“M’hm. Annie first: you know, she hasn’t a bit of originality and she said, at once, that she’d have her new one just like it. Then, I dropped in at Evelyn’s tea and—”

“Told all the others, too. M’hm.”

“Yes. But what do you think that cat, Frances, had done? She’d been there before me and told them all that I had come into the fitting-room out of sheer curiosity—I curious, the idea! And the gown she was trying on was not her own, after all, she said, but one about which Madame had asked her opinion and—”

“Gracious, do you suppose that was the truth?”

“Alas, I know it;” groaned the blue-eyed girl, “it belonged to Jack’s sister, Effie! Now, Effie detests Annie and when she sees her in a gown which is an exact reproduction of her own, she will—”

“Won’t she, though? Well, my dear, Effie was an unknown quantity before, but now you may depend upon one thing—she will use any influence she may have with Jack against you.”

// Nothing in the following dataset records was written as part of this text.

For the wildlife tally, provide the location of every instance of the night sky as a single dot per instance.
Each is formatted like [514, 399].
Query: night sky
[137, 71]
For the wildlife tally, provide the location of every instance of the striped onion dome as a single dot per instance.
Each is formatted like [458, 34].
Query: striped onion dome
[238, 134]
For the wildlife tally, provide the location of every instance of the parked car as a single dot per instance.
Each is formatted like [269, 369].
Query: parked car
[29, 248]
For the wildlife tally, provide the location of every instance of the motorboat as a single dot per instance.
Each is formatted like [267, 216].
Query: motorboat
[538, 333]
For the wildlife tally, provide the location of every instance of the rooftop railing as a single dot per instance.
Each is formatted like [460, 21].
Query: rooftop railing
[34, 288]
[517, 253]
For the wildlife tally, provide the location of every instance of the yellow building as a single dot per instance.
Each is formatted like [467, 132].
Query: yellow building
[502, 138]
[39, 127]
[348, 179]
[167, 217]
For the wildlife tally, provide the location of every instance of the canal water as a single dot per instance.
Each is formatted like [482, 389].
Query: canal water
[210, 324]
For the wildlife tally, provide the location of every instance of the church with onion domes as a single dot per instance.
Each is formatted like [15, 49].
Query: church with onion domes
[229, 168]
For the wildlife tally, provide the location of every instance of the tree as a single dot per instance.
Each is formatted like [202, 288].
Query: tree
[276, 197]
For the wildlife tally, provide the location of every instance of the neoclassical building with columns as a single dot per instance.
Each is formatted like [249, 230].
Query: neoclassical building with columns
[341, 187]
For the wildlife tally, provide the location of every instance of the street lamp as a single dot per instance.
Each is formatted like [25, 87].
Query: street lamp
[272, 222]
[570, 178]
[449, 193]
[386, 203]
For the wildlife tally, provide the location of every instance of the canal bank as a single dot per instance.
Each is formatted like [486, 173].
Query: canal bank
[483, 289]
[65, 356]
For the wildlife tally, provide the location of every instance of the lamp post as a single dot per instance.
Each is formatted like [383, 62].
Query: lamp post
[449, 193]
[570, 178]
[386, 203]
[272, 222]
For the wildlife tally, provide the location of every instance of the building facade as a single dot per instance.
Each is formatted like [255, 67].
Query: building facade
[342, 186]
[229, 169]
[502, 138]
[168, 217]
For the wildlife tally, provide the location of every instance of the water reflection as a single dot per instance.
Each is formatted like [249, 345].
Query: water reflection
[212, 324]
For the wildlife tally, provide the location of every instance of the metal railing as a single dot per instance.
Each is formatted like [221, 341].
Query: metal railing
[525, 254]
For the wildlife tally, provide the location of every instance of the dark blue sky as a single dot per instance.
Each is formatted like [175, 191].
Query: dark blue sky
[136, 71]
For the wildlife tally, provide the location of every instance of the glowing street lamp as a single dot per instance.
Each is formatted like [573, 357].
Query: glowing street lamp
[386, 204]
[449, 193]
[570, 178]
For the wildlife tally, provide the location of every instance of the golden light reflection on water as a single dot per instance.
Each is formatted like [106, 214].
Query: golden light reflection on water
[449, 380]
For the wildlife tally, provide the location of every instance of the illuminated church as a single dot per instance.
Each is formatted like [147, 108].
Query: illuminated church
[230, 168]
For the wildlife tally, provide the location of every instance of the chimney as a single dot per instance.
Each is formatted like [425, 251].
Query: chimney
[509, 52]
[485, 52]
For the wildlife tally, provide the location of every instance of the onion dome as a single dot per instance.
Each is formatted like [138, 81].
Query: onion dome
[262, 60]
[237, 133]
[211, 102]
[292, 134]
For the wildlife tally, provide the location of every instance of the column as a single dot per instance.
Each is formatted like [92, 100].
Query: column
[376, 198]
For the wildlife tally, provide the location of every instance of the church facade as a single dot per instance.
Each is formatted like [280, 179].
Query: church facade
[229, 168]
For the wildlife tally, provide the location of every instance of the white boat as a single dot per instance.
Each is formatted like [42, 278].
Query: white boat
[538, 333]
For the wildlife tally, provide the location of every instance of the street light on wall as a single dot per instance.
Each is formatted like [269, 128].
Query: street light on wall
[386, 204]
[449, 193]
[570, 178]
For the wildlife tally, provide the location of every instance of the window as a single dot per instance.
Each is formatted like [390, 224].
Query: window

“True. And all because of such a silly thing, too! But, then, people are so frivolous. Well, you will join my new club, won’t you?”

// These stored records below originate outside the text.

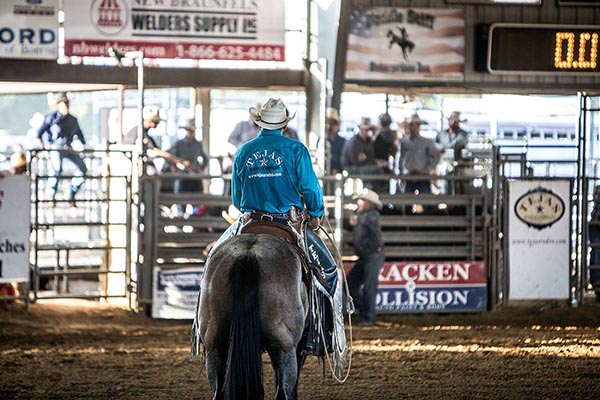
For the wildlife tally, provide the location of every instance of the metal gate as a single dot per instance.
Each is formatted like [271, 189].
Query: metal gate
[82, 250]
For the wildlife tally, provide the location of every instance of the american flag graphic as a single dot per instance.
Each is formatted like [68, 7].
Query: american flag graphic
[390, 43]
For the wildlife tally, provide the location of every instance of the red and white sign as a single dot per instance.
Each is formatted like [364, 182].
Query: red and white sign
[431, 286]
[223, 30]
[29, 29]
[14, 228]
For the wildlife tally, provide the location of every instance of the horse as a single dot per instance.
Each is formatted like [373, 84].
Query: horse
[252, 298]
[405, 44]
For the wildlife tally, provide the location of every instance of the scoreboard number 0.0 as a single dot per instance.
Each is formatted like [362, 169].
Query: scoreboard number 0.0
[565, 46]
[542, 49]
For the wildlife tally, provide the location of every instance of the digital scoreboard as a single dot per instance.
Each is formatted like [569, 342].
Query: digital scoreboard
[542, 49]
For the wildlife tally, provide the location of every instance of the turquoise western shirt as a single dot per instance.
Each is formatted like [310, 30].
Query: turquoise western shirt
[272, 173]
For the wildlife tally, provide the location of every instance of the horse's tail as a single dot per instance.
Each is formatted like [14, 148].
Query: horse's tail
[243, 376]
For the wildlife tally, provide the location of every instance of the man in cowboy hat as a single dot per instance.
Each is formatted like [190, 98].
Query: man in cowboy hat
[368, 245]
[454, 137]
[151, 119]
[192, 158]
[57, 133]
[420, 156]
[334, 140]
[273, 176]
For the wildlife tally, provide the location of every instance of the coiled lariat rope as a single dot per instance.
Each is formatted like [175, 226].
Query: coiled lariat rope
[349, 302]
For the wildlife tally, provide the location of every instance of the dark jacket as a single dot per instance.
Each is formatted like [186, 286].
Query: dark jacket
[367, 233]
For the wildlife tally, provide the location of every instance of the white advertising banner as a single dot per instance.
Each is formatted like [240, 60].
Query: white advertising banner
[29, 29]
[223, 30]
[175, 292]
[539, 239]
[14, 228]
[390, 43]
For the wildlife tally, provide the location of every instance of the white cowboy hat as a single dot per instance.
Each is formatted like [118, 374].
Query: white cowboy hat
[369, 195]
[332, 113]
[271, 115]
[415, 119]
[152, 113]
[189, 125]
[60, 97]
[18, 160]
[455, 115]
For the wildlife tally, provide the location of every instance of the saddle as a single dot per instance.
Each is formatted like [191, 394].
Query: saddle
[271, 228]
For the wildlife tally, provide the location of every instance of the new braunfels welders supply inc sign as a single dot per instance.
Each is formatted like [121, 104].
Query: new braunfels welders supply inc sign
[14, 228]
[29, 29]
[193, 29]
[390, 43]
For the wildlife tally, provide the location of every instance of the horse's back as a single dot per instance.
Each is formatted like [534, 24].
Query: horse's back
[280, 292]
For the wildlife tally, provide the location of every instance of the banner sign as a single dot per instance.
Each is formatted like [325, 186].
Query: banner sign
[434, 286]
[175, 292]
[390, 43]
[14, 228]
[223, 30]
[539, 239]
[29, 29]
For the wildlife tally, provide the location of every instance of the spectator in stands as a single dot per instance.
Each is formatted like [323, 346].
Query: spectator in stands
[420, 156]
[151, 119]
[152, 150]
[454, 137]
[594, 238]
[244, 131]
[385, 150]
[368, 245]
[193, 159]
[385, 143]
[57, 133]
[358, 155]
[335, 141]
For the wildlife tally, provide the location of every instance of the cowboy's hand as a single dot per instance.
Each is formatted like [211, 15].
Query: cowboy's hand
[313, 223]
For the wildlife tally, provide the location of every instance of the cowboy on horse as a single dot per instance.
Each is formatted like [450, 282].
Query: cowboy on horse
[273, 181]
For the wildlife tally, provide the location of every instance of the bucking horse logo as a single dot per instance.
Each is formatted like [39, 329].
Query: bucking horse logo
[401, 40]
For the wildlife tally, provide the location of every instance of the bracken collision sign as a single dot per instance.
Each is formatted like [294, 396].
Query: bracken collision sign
[208, 29]
[432, 287]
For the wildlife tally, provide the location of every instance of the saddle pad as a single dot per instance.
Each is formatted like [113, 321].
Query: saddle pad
[271, 228]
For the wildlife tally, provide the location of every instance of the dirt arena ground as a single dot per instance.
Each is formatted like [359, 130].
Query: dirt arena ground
[86, 350]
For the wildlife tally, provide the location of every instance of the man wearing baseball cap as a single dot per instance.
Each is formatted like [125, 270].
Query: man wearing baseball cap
[57, 133]
[368, 245]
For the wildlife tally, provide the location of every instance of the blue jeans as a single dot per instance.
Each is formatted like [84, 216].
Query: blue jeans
[362, 282]
[56, 159]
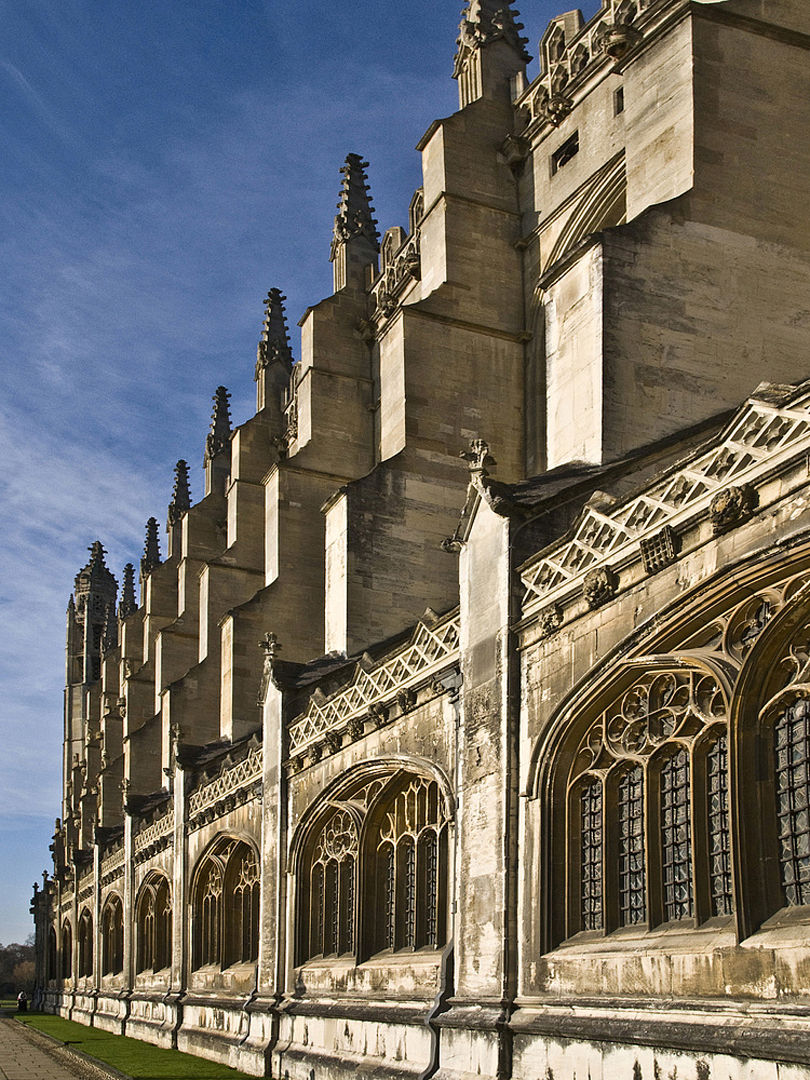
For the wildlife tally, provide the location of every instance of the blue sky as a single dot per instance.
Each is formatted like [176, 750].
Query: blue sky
[163, 163]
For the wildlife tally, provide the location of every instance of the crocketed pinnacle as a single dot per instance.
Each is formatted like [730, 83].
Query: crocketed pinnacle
[274, 343]
[487, 21]
[181, 495]
[355, 213]
[219, 435]
[151, 548]
[110, 626]
[95, 577]
[129, 604]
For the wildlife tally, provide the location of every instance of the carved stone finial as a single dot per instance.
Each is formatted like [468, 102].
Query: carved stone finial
[598, 585]
[94, 579]
[732, 505]
[151, 548]
[274, 345]
[478, 456]
[270, 646]
[181, 495]
[129, 604]
[617, 40]
[484, 22]
[550, 620]
[354, 217]
[379, 713]
[219, 435]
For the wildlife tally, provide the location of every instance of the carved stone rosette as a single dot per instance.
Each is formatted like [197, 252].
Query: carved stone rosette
[550, 620]
[730, 507]
[598, 586]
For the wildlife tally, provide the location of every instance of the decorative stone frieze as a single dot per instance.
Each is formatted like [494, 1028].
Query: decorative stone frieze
[598, 586]
[760, 440]
[154, 837]
[660, 550]
[240, 783]
[567, 64]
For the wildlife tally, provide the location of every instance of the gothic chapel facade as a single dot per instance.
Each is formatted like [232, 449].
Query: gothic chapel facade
[516, 783]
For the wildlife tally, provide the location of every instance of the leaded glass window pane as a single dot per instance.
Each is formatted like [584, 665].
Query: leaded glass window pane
[632, 872]
[719, 845]
[676, 858]
[592, 847]
[792, 743]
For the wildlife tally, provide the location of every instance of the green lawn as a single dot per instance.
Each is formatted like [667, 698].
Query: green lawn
[135, 1058]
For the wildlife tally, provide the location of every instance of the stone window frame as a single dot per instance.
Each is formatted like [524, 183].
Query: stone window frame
[773, 678]
[225, 904]
[366, 796]
[66, 968]
[85, 943]
[112, 935]
[153, 925]
[765, 661]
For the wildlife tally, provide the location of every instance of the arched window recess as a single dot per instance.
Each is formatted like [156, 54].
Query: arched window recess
[153, 925]
[636, 788]
[770, 725]
[112, 936]
[226, 905]
[370, 864]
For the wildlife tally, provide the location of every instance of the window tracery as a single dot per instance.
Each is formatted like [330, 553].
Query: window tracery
[226, 904]
[632, 787]
[112, 936]
[67, 950]
[85, 944]
[153, 923]
[792, 747]
[375, 871]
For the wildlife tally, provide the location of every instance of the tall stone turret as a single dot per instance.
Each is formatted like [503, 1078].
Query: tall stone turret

“Mercy, yes. You had better invite Frances, too; she will tell Effie all about it, and the first time Effie is offended with Jack, she will tell him, thinking to annoy you both—”

“I shall, though it is hardly necessary, either, for, once started, everybody will talk of nothing else. But, whatever you do, don’t tell Dick a word about it. Evelyn’s husband is sure to tell him, anyhow, and then he can’t say that women never keep secrets.”

“What utter nonsense. Of course women can keep secrets! Why, I once knew a girl intimately for two whole years and in all that time she never told me that her curls were false. I wouldn’t have known it to this day, if I hadn’t walked into her room one day when she had washed them and hung them up to dry. I’ve told that story to a dozen men, and I’ve never yet found one of them magnanimous enough to acknowledge that it proved my point!”